The civil rights movement is well documented, well recorded history, but for all the recordkeeping, there has not been a more detailed narrative feature film dedicated to the heroes of the movement, than Ava Duvernay's stirring and soulful biopic Selma, which brings Martin Luther King, Jr. back to life onscreen in a more humanized version than we've ever seen before, thanks to a magnificent performance from David Oyelowo, who channels the civil rights leader in downright bone-chilling fashion.
It's not a perfect film, but it's made with such dedication and obvious passion for the cause that it becomes a highly emotional and more moving experience than many more technically proficient biopics that put the focus squarely on the figure at hand. Selma is not just a tribute to Martin Luther King, he's seen as the center of a bigger picture in the call for civil rights that feels more relevant and immediate today in light of recent news events, than it might have even last year. DuVernay has a clear vision and a definite devotion to what King and his colleagues were fighting for, and Selma takes its time to make clear the struggle it was for all involved to be prepared to fight and if necessary, to die so that a better future could be procured for the citizens who were coming into this world decades down the line. To see all that it took to get the Voting Rights Act of 1965 passed makes you despair in the recent Supreme Court rulings that stripped that very act of its purpose, especially in the context of recent racial unrest across the country.
The film takes its cue from 2012's Lincoln, taking place during a short window of a few months in 1965, right after Lyndon Johnson had been elected in the biggest landslide in history. King had just been awarded the Nobel Peace Prize and was on to his next battle cry, which was for voting rights legislation that would grant African-Americans the right to vote unencumbered. Most of this struggle was a political one, with backroom dealings that took place between King and Johnson, their respective aides, and King and his co-workers in the SNCC and other organizations over how best to accomplish their goals. Where Lincoln was concerned with the process of passing legislation through Congress, Selma deals with a similar process that activists face in attempting to have their voices heard by political leaders. King was a savvy political mind himself, and one who knew what had to be done in order to get those at the top to pay attention. He knew that it required sacrifices, publicity, and in this case, was going to involve violence and even death.

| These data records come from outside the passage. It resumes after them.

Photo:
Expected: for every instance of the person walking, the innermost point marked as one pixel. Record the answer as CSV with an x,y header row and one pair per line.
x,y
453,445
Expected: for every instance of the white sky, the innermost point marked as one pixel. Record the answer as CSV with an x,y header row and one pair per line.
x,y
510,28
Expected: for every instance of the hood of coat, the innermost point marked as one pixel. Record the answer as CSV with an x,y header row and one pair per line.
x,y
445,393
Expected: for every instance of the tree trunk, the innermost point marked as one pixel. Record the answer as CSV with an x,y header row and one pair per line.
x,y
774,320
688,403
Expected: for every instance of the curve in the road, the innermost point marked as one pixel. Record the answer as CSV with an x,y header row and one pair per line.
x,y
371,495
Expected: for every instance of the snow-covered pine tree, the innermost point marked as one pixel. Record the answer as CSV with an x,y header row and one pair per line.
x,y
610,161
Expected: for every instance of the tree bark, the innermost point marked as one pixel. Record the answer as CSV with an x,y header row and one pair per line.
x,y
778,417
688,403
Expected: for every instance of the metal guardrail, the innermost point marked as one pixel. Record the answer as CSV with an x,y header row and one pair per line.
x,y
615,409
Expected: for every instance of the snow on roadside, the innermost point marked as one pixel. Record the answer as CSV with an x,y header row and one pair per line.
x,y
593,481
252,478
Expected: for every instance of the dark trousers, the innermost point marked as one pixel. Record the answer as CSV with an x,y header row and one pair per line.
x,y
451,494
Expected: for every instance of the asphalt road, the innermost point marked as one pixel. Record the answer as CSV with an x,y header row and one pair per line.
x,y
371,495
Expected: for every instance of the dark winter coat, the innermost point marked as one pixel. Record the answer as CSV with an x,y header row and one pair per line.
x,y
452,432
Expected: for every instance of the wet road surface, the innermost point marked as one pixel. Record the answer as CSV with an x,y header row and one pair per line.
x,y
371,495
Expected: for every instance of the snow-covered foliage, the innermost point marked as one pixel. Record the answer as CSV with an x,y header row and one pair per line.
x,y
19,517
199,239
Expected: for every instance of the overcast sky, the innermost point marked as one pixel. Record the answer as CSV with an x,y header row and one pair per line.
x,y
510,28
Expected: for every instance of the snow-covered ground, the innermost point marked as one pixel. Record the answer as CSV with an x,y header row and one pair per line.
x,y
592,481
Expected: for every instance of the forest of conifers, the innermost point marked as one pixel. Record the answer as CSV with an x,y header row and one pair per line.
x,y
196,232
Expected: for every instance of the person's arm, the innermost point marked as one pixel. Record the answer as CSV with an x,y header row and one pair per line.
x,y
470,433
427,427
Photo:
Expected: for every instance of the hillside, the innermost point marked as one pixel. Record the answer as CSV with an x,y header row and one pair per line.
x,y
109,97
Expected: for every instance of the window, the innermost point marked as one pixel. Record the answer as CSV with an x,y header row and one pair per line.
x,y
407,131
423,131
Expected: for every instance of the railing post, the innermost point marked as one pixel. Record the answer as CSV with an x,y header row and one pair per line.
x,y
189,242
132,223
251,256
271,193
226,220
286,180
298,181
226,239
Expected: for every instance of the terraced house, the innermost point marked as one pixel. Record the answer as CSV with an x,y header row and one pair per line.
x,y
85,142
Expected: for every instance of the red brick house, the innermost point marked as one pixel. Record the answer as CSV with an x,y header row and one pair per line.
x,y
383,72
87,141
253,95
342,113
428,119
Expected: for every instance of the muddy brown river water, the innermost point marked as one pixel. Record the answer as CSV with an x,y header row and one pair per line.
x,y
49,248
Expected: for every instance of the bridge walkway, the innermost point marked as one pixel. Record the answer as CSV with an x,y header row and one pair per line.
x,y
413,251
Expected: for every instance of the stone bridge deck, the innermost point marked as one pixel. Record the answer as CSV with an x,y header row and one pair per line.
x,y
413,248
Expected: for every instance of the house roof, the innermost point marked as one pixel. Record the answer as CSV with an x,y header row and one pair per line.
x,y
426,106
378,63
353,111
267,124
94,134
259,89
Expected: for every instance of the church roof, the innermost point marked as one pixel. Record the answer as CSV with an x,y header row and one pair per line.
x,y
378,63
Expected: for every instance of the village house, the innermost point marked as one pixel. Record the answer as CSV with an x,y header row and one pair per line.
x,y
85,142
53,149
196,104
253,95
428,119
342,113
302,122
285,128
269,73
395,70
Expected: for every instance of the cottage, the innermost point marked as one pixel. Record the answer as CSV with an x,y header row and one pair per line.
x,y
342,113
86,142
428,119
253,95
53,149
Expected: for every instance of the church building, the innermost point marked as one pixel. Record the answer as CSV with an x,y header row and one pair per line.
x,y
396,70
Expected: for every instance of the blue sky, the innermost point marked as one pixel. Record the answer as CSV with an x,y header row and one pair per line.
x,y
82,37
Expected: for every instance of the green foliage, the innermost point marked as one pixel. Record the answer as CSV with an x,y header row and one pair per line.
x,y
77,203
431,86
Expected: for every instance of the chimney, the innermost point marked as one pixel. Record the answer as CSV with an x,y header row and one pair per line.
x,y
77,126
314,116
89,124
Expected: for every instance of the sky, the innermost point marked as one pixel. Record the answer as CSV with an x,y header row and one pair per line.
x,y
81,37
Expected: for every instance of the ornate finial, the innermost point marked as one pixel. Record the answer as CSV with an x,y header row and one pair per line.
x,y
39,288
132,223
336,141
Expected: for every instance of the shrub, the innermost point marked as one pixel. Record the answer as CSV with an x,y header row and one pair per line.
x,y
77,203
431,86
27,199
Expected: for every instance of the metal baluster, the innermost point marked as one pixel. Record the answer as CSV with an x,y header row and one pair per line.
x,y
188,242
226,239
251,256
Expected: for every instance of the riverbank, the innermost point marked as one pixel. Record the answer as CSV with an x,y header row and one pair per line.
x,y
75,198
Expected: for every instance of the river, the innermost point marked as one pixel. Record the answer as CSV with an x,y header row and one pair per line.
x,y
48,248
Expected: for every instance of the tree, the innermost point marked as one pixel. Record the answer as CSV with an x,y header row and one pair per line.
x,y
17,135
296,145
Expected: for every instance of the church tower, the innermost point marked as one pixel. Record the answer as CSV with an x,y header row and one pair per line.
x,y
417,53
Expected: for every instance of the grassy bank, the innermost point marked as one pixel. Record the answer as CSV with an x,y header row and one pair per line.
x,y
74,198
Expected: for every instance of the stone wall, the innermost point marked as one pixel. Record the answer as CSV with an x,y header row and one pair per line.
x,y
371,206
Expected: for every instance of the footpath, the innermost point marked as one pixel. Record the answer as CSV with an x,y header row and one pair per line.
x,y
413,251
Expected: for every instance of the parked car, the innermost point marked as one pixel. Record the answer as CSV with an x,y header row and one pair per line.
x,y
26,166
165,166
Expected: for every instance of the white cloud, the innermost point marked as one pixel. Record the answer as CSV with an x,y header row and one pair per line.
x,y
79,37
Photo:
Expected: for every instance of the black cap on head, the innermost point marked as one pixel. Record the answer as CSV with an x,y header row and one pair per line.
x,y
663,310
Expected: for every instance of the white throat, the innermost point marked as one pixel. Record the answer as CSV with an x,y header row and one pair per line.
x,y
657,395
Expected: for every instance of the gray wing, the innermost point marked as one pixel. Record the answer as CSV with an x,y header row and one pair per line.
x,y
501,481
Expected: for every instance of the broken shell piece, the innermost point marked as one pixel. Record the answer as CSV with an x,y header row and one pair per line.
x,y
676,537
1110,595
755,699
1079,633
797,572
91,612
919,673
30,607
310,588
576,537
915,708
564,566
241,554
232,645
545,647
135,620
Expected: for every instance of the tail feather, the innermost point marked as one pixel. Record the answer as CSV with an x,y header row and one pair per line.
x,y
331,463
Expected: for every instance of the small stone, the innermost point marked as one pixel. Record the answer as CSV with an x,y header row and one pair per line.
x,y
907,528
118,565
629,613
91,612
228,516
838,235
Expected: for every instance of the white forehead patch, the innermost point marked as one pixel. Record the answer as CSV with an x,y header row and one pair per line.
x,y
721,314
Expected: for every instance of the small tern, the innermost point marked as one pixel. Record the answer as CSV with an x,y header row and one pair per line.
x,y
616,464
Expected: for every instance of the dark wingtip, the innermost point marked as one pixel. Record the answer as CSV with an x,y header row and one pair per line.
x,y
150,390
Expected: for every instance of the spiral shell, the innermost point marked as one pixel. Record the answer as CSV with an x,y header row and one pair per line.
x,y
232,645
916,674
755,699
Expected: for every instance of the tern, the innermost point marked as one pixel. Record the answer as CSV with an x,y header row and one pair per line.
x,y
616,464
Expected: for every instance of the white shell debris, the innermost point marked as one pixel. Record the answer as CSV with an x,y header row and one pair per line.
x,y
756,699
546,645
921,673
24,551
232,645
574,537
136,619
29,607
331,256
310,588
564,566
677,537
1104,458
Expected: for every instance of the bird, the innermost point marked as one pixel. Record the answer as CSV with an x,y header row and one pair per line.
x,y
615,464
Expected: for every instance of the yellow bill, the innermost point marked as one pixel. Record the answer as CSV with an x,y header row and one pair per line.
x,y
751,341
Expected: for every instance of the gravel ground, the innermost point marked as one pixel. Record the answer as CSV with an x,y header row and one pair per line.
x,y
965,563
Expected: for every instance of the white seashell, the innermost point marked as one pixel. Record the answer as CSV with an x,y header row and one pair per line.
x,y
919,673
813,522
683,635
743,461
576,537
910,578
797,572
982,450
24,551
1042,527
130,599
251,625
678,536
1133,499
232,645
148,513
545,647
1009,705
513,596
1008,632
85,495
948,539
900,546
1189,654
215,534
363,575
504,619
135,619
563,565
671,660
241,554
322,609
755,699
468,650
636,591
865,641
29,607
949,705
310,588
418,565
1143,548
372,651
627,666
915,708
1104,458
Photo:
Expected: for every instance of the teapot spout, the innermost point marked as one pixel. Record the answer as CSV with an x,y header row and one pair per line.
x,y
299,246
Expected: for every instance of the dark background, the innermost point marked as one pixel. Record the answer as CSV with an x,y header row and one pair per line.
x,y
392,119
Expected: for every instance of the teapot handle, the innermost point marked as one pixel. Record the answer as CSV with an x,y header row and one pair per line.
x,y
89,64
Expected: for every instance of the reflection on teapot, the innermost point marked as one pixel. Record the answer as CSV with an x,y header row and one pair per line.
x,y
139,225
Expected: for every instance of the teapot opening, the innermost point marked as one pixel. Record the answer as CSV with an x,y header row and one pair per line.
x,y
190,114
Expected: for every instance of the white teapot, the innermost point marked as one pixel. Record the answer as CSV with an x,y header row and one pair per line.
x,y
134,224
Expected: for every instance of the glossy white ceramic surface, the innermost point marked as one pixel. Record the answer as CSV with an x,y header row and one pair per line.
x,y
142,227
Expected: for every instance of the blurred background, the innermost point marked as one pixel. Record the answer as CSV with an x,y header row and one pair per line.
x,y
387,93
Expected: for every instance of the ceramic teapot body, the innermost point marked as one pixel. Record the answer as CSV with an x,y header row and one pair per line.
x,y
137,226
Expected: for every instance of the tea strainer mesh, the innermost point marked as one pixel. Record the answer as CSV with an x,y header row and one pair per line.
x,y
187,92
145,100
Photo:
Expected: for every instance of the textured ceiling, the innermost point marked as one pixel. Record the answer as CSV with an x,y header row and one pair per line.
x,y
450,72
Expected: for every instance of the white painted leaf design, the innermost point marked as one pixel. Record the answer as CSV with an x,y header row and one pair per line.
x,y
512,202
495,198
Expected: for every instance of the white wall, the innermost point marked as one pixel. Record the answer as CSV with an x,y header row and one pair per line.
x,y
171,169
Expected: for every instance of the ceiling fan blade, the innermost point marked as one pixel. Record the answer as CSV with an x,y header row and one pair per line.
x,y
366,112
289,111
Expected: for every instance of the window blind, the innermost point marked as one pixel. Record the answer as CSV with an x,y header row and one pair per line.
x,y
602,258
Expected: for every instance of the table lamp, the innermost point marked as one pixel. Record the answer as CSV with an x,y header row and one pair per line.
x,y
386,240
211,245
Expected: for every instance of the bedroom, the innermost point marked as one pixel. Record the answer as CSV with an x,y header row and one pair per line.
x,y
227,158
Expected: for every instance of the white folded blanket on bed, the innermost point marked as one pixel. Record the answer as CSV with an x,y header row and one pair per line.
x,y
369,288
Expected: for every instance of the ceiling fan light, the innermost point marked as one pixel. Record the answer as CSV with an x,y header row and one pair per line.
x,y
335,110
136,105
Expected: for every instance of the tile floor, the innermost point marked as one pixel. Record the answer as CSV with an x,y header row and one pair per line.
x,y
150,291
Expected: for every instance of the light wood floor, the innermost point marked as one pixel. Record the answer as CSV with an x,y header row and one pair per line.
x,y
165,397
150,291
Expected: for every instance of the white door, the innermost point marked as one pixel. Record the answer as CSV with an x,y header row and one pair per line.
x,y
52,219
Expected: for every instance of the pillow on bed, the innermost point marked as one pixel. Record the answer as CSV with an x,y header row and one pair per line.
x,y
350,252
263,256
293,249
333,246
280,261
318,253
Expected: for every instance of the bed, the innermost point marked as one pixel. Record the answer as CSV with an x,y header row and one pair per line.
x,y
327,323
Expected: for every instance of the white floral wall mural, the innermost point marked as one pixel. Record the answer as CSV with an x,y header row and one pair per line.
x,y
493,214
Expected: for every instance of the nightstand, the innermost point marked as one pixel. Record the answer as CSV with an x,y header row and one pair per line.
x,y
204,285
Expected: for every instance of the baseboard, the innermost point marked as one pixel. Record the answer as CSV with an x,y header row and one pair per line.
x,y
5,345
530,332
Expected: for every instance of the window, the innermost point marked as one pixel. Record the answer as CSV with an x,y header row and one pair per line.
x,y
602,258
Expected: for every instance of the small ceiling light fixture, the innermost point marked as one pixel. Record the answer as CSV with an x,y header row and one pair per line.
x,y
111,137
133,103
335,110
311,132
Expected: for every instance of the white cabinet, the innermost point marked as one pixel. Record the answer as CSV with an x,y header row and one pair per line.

Oyelowo plays the reverend as a man who struggled deeply within himself over what he was asking those around him to do, who relied heavily on his faith to guide him through the times, and though DuVernay cannot help but portray King in a nearly reverential light (many shots are framed from the back of his head as he takes his place in front of a crowd) Oyelowo does most of the heavy lifting by turning in a performance that embodies King so powerfully that it moves an audience in nearly the manner the man himself once did. Where DuVernay shines most is in the crowd scenes- King's speeches and the brutal attacks of the march on Selma are shot uncompromisingly and are intensely effective in conveying a sense of urgency. Less effective are some of the backroom conversations- though interesting, there's a staginess to it that dialogue as remarkable as say, Tony Kushner's, would be better cinematically suited for.
But that aside, the film as a whole is greater than the sum of its parts- undeniably emotional and powerful as a clarion call for civil rights that continues to this day, and as a deeply heartfelt and utterly sincere portrait of a time not so long ago, about people we as a nation are deeply indebted to for doing what they did to move history along the arc of progress. The film has been under heavy scrutiny for its portrayal of LBJ as insufficiently sympathetic towards the cause of civil rights, but in truth, Johnson, as portrayed by a scraggly Tom Wilkinson, is seen mostly as a politician attempting to carve out a path that would best suit the goals for which he himself was pursuing, while King's role as the activist was to push the president to the point of action driven by events themselves. The historical accuracy of the interaction between them is in no way what the film is about- this film centers on the activists and the movement more than anything else- the story of LBJ's presidency is a topic for another movie entirely. What you're left with in this one is the passion of the men and women who had to fight for what was rightfully theirs, and their story deserves to be told as much as anyone's.